You can start that by checking in on your friends, especially if you feel they might be going through similar stressors.
“It could be an unhappy face or waving hand emoji, and that initiates a conversation,” says Dr. DePierro. “It doesn’t have to be something elaborate.”
It requires a little bit of bravery and vulnerability to tell somebody you trust that you are suffering and not doing well, but if you do, they can try to understand what’s going on with you and support you, he adds.
Checking in on your friends is good for your friends, but it’s also good for you. Acting altruistically and offering support activates the positive emotion centers of our brain, notes Dr. DePierro. Sometimes, when people go through difficult times, they lose their sense of meaning and purpose, but it’s really important to recommit to one’s core values, and to align daily actions, even in very tiny ways, to those core values.
Use tools to place limits
It is very easy to “doomscroll” and be caught in a loop of negative news through social media and the internet.

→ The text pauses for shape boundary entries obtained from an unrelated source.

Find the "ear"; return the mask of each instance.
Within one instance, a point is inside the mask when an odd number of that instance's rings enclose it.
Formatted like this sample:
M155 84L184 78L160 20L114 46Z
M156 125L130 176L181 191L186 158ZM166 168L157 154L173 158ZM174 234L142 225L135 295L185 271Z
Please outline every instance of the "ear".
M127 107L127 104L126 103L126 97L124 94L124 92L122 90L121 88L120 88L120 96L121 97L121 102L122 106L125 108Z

There aren’t a lot of guardrails on some of these platforms, and strong emotions, misinformation, and conflicting information can come through unfiltered and unmoderated. “These can trigger a fight-or-flight response, enough to make the heart race and incite feelings of nausea or being tense,” says Dr. DePierro. These are not helpful states to be in, especially right before bed.
If you have to check the news or social media, don’t do it right before sleeping, and especially not while in bed, he points out. These can impact your quality of sleep.
Setting screen time limits can help too—just as a parent might set them for kids, adults can benefit from them, and nowadays there are built-in tools and applications that can help.
Part of why doomscrolling is bad is that the act is without intention and becomes a negative feedback loop, where the bad thing reinforces the bad. “It’s easy to keep scrolling and only see nothing good,” says Dr. DePierro. “In those instances, I might suggest a ‘palate cleanser’ instead on those platforms. Is there something you can watch that makes you feel good? Videos of puppies, perhaps? Or something inspiring.”
Being intentional about finding content that gives a sense of joy helps break the cycle of doomscrolling. Flagging, bookmarking, and favoriting those uplifting pieces of content so you can always return to them is helpful. “Think of it as a virtual shoebox of things that make you feel good, which you can use,” he adds.
Learn when to seek professional help
If the feelings of unease and anxiety persist for weeks or even months, or especially if they disrupt your daily life, it might be time to seek professional help. This could include a primary care provider or a therapist.
It’s important to note that a singular feeling, while distressing, does not necessarily indicate a psychiatric disorder. “Just feeling sad alone does not make a depressive episode, or having a bad memory does not make post-traumatic stress disorder,” says Dr. DePierro. It usually has to be a cluster of symptoms occurring over weeks to months for it to be considered a mental health disorder, and this is where professional help can make that determination, he says.